St. Anger - Background, Writing and Recording

Background, Writing and Recording

Metallica rented an old army barracks on the Presidio of San Francisco, California and converted it into a makeshift studio in January 2001. As plans were being made to enter the studio to write and record its first album in nearly five years, Metallica postponed the recording due to the departure of Jason Newsted. Newsted left Metallica on January 17, 2001, stating his departure was due to "private and personal reasons and the physical damage I have done to myself over the years while playing the music that I love". Uncomfortable with immediately writing and recording with a new bassist, Metallica opted to include Bob Rock as bassist. The band stated they would find another bass player upon the album's completion.

In July 2001, recording came to a halt when James Hetfield entered rehab for alcoholism and other undisclosed addictions. Hetfield returned to the band in April of the next year, but was only allowed to work on the album from 12:00 to 4:00 PM. Due to his personal dilemmas, as well as Metallica's internal struggles, the band hired a personal enhancement coach, Phil Towle, to help them. This and the recording of the album was documented by filmmakers Joe Berlinger and Bruce Sinofsky. Throughout two years of filming, over 1,000 hours of video were recorded, documenting the band's recording process. Subsequent to the album's release, Berlinger and Sinofsky released the edited material as the film Some Kind of Monster.

Hetfield stated that the album was written with "a lot of passion in this". He said, "There's two years of condensed emotion in this. We've gone through a lot of personal changes, struggles, epiphanies, it's deep. It's so deep lyrically and musically. is just the best that it can be from us right now." The band purposely wanted a raw sound on the album; therefore Rock did not polish the sound while mixing. The band desired the raw sound because of the depth of the emotion they felt and did not want to "mess with it". Rock commented, "I wanted to do something to shake up radio and the way everything else sounds. To me, this album sounds like four guys in a garage getting together and writing rock songs. There was really no time to get amazing performances out of James. We liked the raw performances. And we didn't do what everyone does and what I've been guilty of for a long time, which is tuning vocals. We just did it, boom, and that was it."

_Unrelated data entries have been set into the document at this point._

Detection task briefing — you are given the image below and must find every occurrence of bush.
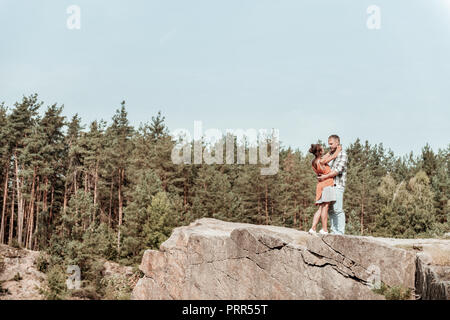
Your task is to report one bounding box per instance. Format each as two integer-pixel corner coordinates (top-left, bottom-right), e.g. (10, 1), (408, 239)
(100, 274), (132, 300)
(10, 239), (21, 249)
(82, 259), (106, 296)
(35, 252), (50, 273)
(42, 265), (67, 300)
(385, 286), (412, 300)
(372, 282), (412, 300)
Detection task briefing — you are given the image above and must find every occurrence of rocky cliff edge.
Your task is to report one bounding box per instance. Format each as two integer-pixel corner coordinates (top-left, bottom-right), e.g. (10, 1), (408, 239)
(132, 218), (450, 300)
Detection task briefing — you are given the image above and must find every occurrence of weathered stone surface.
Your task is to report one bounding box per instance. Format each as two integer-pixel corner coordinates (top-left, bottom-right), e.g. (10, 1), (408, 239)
(102, 260), (134, 278)
(414, 244), (450, 300)
(0, 244), (46, 300)
(133, 218), (450, 300)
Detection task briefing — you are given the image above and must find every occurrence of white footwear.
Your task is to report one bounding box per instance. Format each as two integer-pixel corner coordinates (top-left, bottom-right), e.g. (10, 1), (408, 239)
(308, 228), (317, 234)
(319, 229), (328, 235)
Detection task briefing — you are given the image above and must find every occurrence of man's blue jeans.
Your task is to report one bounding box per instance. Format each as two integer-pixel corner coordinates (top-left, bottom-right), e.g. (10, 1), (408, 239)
(329, 186), (345, 235)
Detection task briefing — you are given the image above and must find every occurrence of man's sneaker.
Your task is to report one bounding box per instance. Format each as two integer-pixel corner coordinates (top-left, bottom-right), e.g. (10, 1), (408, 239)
(319, 229), (328, 235)
(308, 228), (316, 235)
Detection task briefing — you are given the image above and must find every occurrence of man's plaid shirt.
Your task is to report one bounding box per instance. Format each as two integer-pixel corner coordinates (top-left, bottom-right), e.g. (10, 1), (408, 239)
(328, 149), (348, 189)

Guitarist Kirk Hammett commented on the lack of guitar solos on St. Anger, a departure from what Metallica has done in the past: "We wanted to preserve the sound of all four of us in a room just jamming. We tried to put guitar solos on, but we kept on running into this problem. It really sounded like an afterthought." Hammett said that he was happy with the final product. Rock stated, "We made a promise to ourselves that we'd only keep stuff that had integrity. We didn't want to make a theatrical statement by adding overdubs."

Drummer Lars Ulrich achieved a unique sound on St. Anger by turning off the snares on his snare drum resulting in a drum tone with far more "ring" than is usual in rock and metal. This sound received much backlash from fans and critics alike. Ulrich said, "One day I forgot to turn the snare on because I wasn't thinking about this stuff. At the playbacks, I decided I was really liking what I was hearing — it had a different ambience. It sang back to me in a beautiful way." Regarding the backlash about the sound, he stated, "It's crazy, that kind of closed-mindedness." Rock said, "I would say I've only this brutal when I've done demos. It probably sounds heavier because it's Metallica, but really this was a 15-minutes-on-the-drum-sound type of thing."

When St. Anger was completed, Metallica kept true to its earlier statement and hired a new permanent bassist. In February 2003, Robert Trujillo joined the band. Trujillo appeared on the footage of studio rehearsals of St. Anger in its entirety, which was included on DVD in the album package.